Wednesday, February 29, 2012

Leap!

It's Leap Day, Year of the Water Dragon! I like mixing my East/West calendars, so what?

It's been awhile since my last update. Nothing earth-shattering has gone on here, but I did attend an R.I.T. alumni event last Friday evening that proved to be fun, surreal, and fruitful. I reconnected with people with whom I went to film school, including someone who might be in a position to get me some work at some point down the line, and one of my very first screenwriting students. Now THAT was trippy. I knew he looked familiar to me, and I barely had a chance to talk to him at the end of the evening. He reminded me that he had been a student of mine. I had to ask for his name, and as soon as I heard it, I felt suddenly like I was in a time vortex, spinning around on my axis. I think we call that "full circle."

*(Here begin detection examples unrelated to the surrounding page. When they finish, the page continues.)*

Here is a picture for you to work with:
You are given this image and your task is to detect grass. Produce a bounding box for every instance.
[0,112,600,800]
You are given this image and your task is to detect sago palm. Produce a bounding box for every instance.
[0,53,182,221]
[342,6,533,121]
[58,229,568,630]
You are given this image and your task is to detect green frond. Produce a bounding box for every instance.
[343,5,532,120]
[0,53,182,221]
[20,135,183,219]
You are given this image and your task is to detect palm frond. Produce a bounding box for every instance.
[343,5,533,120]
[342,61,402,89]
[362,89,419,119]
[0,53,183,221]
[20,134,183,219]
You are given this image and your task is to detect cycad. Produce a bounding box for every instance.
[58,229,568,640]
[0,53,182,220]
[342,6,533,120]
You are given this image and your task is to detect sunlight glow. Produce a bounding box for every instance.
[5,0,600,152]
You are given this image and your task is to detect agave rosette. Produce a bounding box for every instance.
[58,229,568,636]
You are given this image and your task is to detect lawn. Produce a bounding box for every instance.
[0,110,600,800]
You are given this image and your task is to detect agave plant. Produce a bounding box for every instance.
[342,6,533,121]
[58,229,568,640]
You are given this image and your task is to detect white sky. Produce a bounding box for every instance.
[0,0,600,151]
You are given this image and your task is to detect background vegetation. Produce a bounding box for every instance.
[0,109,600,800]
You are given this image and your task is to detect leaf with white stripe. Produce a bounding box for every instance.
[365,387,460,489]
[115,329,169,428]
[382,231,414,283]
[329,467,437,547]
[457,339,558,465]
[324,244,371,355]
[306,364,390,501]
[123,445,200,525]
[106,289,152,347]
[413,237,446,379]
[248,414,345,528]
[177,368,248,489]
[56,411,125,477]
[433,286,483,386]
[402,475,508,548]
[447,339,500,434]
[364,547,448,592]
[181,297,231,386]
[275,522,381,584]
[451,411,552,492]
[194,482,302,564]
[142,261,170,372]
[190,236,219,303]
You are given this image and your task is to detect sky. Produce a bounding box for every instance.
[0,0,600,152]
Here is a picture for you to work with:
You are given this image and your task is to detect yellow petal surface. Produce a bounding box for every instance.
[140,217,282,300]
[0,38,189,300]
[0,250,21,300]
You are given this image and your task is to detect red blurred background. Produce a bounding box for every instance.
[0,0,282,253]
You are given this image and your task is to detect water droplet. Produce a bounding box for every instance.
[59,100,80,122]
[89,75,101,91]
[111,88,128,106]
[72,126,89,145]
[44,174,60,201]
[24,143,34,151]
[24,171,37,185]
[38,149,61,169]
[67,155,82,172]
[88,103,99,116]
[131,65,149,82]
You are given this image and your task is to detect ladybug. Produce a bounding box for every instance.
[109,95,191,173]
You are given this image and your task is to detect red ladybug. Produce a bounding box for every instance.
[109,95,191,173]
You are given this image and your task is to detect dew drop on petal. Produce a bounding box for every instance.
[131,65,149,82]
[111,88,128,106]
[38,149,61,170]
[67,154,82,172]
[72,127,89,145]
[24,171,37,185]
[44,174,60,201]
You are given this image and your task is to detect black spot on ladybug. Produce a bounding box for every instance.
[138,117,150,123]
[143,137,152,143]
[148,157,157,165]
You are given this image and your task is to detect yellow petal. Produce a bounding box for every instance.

I used to kick myself and bemoan my time at R.I.T. because it wasn't this or it wasn't that, and I did go into a soul-crushing amount of debt to get that MFA. I guess over the years that degree has felt fairly worthless at times, which of course it really isn't, because it enabled me to teach at the university level and got me in doors I wouldn't have otherwise. And not for nothing, but I worked hard for that degree, and no one can take that away from me. But after talking with my former classmates the other night, I realized how much I really did learn there, about independent filmmaking, community, and collaboration. Meeting those people again, talking to the head of the school (which was a department in my day), and seeing one of my very first students again helped me to sort of close the chapter of feeling bad about my experiences there. I did have some great personal challenges while I was at R.I.T., but again, all that has helped to make me the person I am today. And so, I've reclaimed those 3 years of my life as having great value, instead of regretting certain things or denouncing certain things. I believe this brings me one step closer to integration.

By that I mean, integrating all aspects of my life, my past, who I was at various points in my life. I now recognize the temptation in middle age (yipes, did I just say that?) to see one's younger years as "wasted" or "misguided" when in fact, living through ones 20s and 30s is really all about making mistakes and figuring things out. By the time you hit 40, you'll be lucky to have some of it figured out, and the work doesn't stop there. I don't know anyone in my age range who hasn't spent time pondering the "what ifs" of the younger decades. The horrible truth is that our culture puts so much emphasis on life from 23 - 39 that you'd think there's nothing after wards worth living for or celebrating (ahhhh "Logan's Run" anyone? Factoid: in the book, the age for going on Carousel was 20, not 30 as it was in the 1976 film). Maybe that's starting to change, slowly, but I see all around me that folks in my generation are having a hard time letting go of their 30s, or having difficulty moving into their mid-40s with grace.

Renew! Renew!

I recently heard an interview with Tori Amos, who I have adored and looked up to as a creative muse since my film school days, and her advice to the interviewer in relation to growing older was "Step into your grace." I think that is marvelous advice, and probably means different things to different people. To me, it's about not bemoaning or second guessing where you've been or what you've done. It's about carrying all that experience with you to be more than you were before, and to embrace the next stage of life with joy, openness, and fearlessness. To leap into the next adventure with all your faculties, experiences, feelings, mistakes, thoughts and friends of previous years to rely on.